Artificial Intelligence (AI) to Predict Earth Similarity
Index (ESI): An Analysis of Regression Models on ESI
Data
Journal:
GRENZE International Journal of Engineering and Technology
Authors:
Gibin K Jayan, Shilpa Aarthi. M, Ancy Jenifer. J, Golden Nancy. R, Joel Mathew
Volume:
10
Issue:
2
Grenze ID:
01.GIJET.10.2.258
Pages:
4478-4484
Abstract
Artificial intelligence has had a significantly smaller impact on space exploration than
on other domains. This research analyzes regression models used to predict the Earth Similarity
Index (ESI). ESI is an extremely essential statistic for determining exoplanetary habitability.
Recognizing the parallels between Earth and exoplanets is critical in determining the habitability
of these planets.
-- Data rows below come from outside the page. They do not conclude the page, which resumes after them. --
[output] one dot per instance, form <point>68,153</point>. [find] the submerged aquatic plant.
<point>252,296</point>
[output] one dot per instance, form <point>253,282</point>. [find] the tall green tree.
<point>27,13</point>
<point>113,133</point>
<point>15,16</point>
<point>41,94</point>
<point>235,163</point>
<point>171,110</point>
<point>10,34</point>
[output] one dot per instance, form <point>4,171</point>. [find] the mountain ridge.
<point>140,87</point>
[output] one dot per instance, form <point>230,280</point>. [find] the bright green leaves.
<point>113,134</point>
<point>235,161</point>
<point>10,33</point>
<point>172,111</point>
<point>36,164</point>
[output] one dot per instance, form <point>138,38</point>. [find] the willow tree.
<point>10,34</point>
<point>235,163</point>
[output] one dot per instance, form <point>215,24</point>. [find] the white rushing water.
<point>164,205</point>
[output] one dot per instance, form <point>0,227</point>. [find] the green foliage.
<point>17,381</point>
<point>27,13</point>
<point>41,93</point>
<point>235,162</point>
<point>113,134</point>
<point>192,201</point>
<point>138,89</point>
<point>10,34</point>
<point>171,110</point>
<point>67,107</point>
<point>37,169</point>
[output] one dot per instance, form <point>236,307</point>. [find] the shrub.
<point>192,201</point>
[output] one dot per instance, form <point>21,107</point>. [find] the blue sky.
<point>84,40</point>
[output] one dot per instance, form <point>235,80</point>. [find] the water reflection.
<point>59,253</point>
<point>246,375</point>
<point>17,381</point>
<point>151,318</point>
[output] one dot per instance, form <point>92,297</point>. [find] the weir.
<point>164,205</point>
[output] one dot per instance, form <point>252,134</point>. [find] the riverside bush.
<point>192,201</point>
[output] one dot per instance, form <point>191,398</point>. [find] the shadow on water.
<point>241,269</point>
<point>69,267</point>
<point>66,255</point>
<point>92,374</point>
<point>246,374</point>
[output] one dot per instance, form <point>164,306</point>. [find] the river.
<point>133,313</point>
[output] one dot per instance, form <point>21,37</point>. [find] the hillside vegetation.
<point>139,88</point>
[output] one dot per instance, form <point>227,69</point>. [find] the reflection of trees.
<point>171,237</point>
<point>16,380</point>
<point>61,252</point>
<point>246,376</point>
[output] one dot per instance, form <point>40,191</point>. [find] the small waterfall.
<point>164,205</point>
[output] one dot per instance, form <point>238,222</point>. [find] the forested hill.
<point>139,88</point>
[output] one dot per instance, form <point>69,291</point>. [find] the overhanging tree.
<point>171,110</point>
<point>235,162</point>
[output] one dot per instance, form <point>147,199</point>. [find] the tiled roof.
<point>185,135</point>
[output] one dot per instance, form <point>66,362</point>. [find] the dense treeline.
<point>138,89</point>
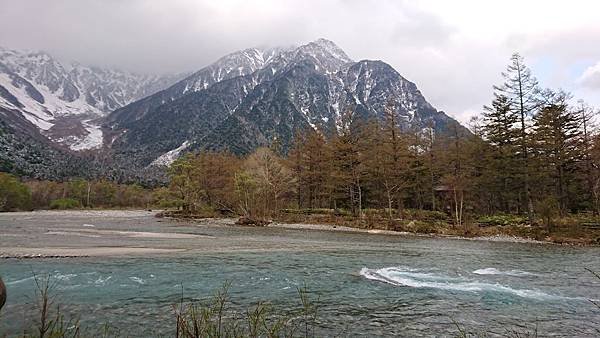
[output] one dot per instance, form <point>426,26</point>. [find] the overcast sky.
<point>453,50</point>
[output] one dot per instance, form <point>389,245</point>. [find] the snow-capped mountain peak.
<point>64,100</point>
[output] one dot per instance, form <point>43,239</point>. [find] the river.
<point>364,284</point>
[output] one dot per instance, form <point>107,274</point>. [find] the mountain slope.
<point>65,101</point>
<point>255,100</point>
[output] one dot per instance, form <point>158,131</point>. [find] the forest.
<point>532,155</point>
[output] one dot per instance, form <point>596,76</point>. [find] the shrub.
<point>501,220</point>
<point>14,195</point>
<point>65,203</point>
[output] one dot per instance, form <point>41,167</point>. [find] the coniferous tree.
<point>500,129</point>
<point>521,89</point>
<point>557,145</point>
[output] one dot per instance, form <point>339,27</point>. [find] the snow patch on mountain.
<point>63,100</point>
<point>169,157</point>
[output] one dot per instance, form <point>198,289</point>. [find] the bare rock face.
<point>2,294</point>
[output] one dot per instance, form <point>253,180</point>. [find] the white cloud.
<point>590,77</point>
<point>453,50</point>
To capture the complex connections found in ESI data, this study objectively
compares the efficiency of various regression models, including Linear Regression, Lasso
Regression, Random Forest Regression, Support Vector Regression (SVR), and Huber
Regression. These models are utilized to predict ESI, and their performance on this data is
assessed to provide a clear picture of AI in predicting ESI. This paper addresses ESI prediction
using AI as the initial step in predicting whether exoplanets can potentially support life using AI.